About AHCJ: General News
Reform's next challenge: Telling the health stories of real community residents Date: 07/15/10
by Charles Ornstein, AHCJ President
The run-up to this spring's historic votes on health reform followed a familiar script, both in the halls of government and in newsrooms around the country. Proponents and critics ripped into each other's positions, trying to capitalize on daily missteps and shape public opinion. Meanwhile, editors and reporters faced complex decisions about how to balance coverage of the political aspects of the story with the practical and policy implications.
It was a true tug-of-war.
On a day-to-day basis, it seemed that political stories got better billing - at least from my vantage point. With the election of Scott Brown and the looming 2010 primaries, part of that is understandable. But I am really proud of the job health journalists did breaking through the noise and putting the political developments in the appropriate policy context. Time and again, reporters from outlets big and small profiled folks struggling with and without insurance in their communities, looked at the budget realities in their states and went beyond the catch phrases used by both sides. Journalists repeatedly took the various bills moving through the process and explained how they would affect readers, listeners and viewers. And they especially did this after the bill became law.
But for us, as health reporters, the hardest task comes next. As health reform is implemented, we move from the theoretical to the actual.
The politics will continue to play out. Look no further than the candidate ads promising to repeal ObamaCare. But in the next year or two, very important policy decisions will be made - and those decisions will have far-reaching consequences. High-risk insurance pools. An end to insurance rescissions. Subsidies for seniors. Expansion of public programs. Tax credits for small businesses. An individual insurance mandate. Public reporting of pharmaceutical company payments to doctors. The list goes on. Each of these could fundamentally change the way health care is delivered in our communities.
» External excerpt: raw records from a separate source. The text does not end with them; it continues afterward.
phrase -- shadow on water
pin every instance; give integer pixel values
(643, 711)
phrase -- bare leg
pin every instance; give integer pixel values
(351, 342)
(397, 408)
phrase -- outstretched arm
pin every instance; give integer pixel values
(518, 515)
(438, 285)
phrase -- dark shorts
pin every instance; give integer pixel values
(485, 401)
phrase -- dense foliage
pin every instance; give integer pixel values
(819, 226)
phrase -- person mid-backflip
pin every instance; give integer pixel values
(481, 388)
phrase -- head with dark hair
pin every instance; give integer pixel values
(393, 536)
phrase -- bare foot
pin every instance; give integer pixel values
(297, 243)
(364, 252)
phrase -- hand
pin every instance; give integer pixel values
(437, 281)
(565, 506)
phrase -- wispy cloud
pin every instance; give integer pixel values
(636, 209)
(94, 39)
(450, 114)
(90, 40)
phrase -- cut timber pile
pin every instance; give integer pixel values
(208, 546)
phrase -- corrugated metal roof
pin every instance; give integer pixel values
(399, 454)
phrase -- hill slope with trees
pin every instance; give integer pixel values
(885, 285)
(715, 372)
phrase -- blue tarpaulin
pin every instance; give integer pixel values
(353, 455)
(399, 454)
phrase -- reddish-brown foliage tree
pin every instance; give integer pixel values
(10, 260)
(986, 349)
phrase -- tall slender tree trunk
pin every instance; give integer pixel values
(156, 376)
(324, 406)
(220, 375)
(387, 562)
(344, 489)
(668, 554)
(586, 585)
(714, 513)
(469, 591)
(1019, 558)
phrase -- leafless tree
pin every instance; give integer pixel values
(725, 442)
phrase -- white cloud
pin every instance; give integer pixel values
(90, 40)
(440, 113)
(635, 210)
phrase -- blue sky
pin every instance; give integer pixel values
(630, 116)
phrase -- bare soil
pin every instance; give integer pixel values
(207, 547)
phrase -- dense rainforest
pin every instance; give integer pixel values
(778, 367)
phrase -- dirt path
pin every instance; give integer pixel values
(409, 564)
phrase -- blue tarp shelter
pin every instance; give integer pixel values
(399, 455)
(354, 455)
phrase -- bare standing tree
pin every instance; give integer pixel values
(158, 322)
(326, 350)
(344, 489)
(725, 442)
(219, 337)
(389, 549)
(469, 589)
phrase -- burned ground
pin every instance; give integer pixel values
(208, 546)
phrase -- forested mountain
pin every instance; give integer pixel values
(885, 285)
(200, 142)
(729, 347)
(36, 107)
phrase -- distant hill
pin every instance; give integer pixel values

Political sources come to you - they issue press releases, call press conferences and make spokespeople available at a moment's notice. The same goes for lawyers on both sides of the issue. They want to win the battle of each news cycle. But finding members of your community with no ax to grind should be your primary mission. Telling their stories is your challenge. Does health reform make their lives better or does it set them further back? Does health reform make it tougher to see a doctor? Are drug firms and hospitals seeing higher profits or are they taking a hit? Are states meeting their obligations under the law?
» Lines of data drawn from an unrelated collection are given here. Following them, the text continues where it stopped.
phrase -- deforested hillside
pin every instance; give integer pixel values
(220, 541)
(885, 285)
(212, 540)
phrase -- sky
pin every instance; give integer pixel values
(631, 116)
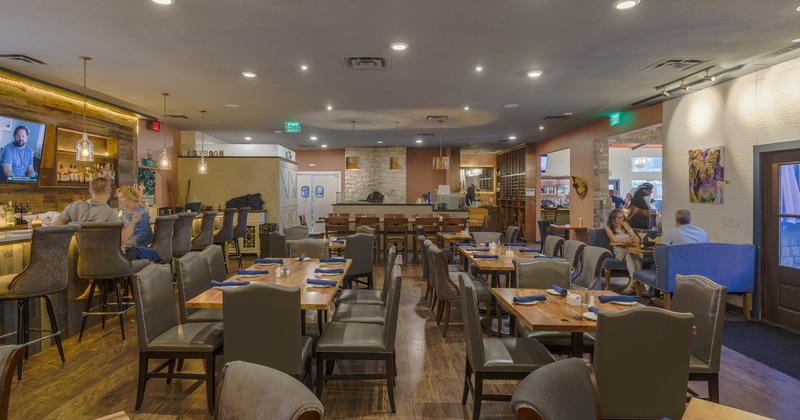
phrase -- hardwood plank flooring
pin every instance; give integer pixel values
(100, 377)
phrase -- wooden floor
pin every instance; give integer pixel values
(100, 378)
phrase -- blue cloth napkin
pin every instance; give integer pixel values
(215, 283)
(318, 282)
(561, 291)
(329, 271)
(269, 261)
(605, 299)
(528, 299)
(330, 260)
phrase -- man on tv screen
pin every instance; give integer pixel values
(17, 158)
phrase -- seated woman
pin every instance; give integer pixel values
(619, 232)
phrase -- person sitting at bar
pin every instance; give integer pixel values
(684, 232)
(621, 234)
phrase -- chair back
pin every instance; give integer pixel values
(100, 256)
(280, 396)
(705, 300)
(274, 311)
(206, 236)
(182, 234)
(240, 230)
(277, 245)
(216, 262)
(155, 303)
(359, 248)
(541, 394)
(511, 234)
(295, 233)
(162, 237)
(552, 246)
(313, 248)
(48, 269)
(541, 273)
(662, 341)
(593, 258)
(572, 252)
(225, 233)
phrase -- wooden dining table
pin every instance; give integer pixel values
(554, 314)
(311, 297)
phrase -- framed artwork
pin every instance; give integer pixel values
(706, 175)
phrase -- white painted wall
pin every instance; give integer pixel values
(757, 109)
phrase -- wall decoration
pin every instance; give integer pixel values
(706, 175)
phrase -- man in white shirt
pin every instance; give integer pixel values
(684, 232)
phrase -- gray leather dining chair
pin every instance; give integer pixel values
(541, 395)
(492, 358)
(162, 337)
(280, 396)
(643, 336)
(47, 273)
(275, 311)
(705, 300)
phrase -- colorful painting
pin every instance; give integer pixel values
(706, 175)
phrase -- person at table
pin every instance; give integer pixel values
(684, 231)
(621, 234)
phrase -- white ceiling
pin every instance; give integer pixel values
(592, 56)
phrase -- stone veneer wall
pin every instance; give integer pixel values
(375, 175)
(648, 135)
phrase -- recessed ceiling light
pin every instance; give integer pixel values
(399, 46)
(625, 4)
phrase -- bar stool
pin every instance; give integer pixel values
(47, 273)
(101, 261)
(206, 236)
(240, 232)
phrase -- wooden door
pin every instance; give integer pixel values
(781, 237)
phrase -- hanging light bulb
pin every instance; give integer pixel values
(84, 148)
(442, 162)
(164, 159)
(202, 166)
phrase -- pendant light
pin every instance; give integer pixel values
(351, 162)
(164, 159)
(442, 162)
(202, 166)
(84, 148)
(396, 162)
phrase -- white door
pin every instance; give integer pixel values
(316, 194)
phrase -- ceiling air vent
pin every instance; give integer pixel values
(22, 57)
(674, 64)
(366, 63)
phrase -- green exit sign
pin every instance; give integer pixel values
(291, 126)
(613, 119)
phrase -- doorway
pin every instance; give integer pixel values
(780, 239)
(316, 194)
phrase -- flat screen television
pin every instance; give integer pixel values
(20, 150)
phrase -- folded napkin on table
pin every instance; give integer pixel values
(330, 260)
(604, 299)
(251, 272)
(528, 299)
(318, 282)
(215, 283)
(269, 261)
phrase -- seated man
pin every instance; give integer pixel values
(684, 232)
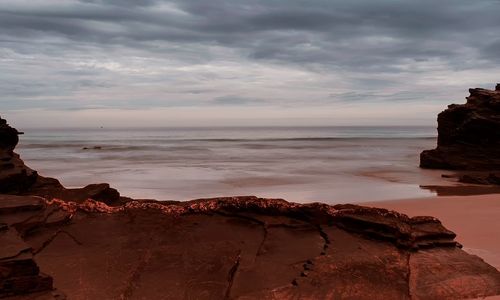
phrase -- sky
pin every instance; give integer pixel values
(242, 63)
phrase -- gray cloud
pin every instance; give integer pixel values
(80, 54)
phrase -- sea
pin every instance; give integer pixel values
(300, 164)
Nonprofit foundations and government agencies are making a plethora of information available to help journalists and the public understand the law's milestones. At AHCJ, we're doing our part - with an emphasis on journalists. As part of an ongoing project, we're soliciting pointers and advice from reporters covering these stories. On our website, healthjournalism.org, you can find tips on covering the law's implementation from a growing number of reporters around the country - our past president, Trudy Lieberman; Noam Levey of the Los Angeles Times-Tribune Washington bureau; Jim Landers of The Dallas Morning News; Laura Meckler of The Wall Street Journal; Victoria Colliver of the San Francisco Chronicle; and Sarah Varney of KQED and the California Report. There's also a recent podcast from a Washington health reform briefing for journalists covering health reform co-sponsored by AHCJ, the Alliance for Health Reform and the Robert Wood Johnson Foundation. I'd love to hear from you if you have advice you are willing to share. E-mail me at firstname.lastname@example.org.
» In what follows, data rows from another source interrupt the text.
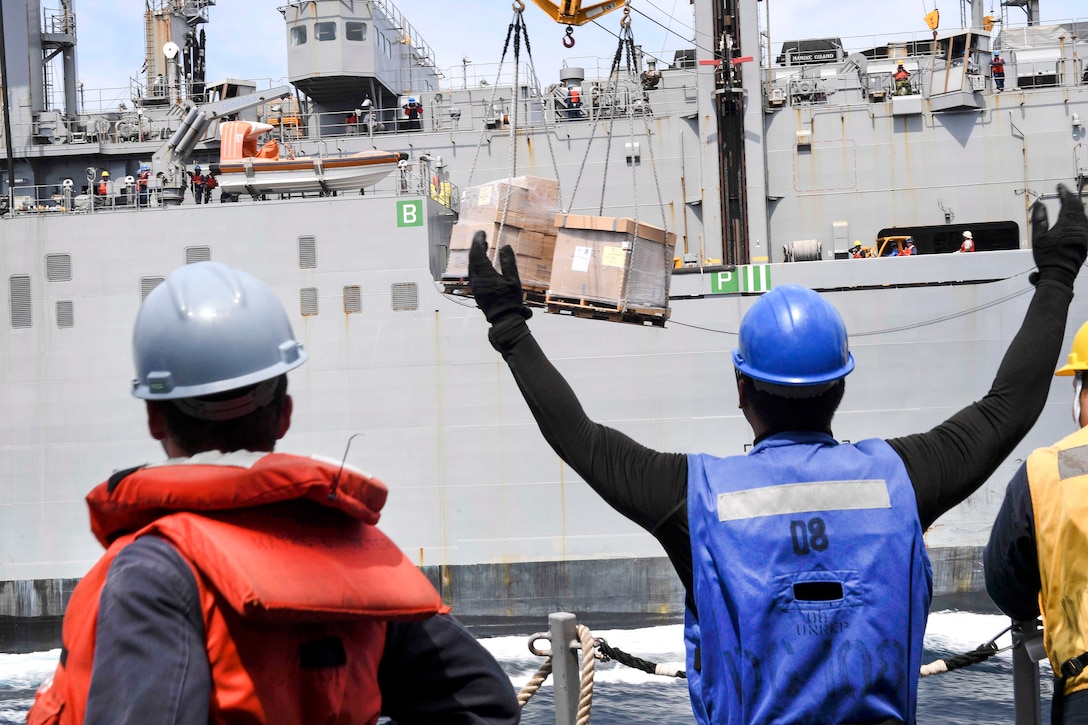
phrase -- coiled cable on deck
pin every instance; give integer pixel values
(980, 653)
(631, 661)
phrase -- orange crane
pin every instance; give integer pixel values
(572, 13)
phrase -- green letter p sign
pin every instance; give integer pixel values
(745, 278)
(410, 213)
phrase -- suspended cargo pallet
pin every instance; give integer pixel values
(523, 208)
(597, 310)
(610, 268)
(534, 297)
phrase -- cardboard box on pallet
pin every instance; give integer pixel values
(612, 261)
(531, 203)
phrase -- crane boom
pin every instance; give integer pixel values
(571, 12)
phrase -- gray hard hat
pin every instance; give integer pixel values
(210, 329)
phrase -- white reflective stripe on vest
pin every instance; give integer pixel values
(800, 498)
In addition, if you were among the 500 attendees at Health Journalism 2010 in Chicago, you were able to attend a number of sessions addressing various aspects of the law. Presentations and handouts from those sessions are available on our website as well.
I want to close this column by thanking all of you who attended our conference in Chicago and made it such a success. Despite the well-known problems in our industry, we managed to pull off our second-largest conference to date. Many reporters filed stories from the conference and others have since written front-page articles based on our panels and keynote speakers. We're proud of those able to convince managers of the tremendous value of sending you to the conference and those of you investing in your career development by paying your own way. We will continue in our own efforts to keep conference registration among the cheapest in the industry through sponsorships and grants, and to assist as many of you as possible through fellowships and stipend support.
Another special thanks to AHCJ's staff and to our growing roster of volunteers. Right now, we have active committees dealing with membership, development, freelancer needs, our annual contest, the conference, and right to know issues. We also have a number of chapters around the country led by volunteer chairs. Volunteering is a great way to get a feel for AHCJ and determine if you would like to take a leadership role in the future. If you are interested in volunteering, please let me know.
Thanks for all you do to support AHCJ and keep your communities informed about health and health care today.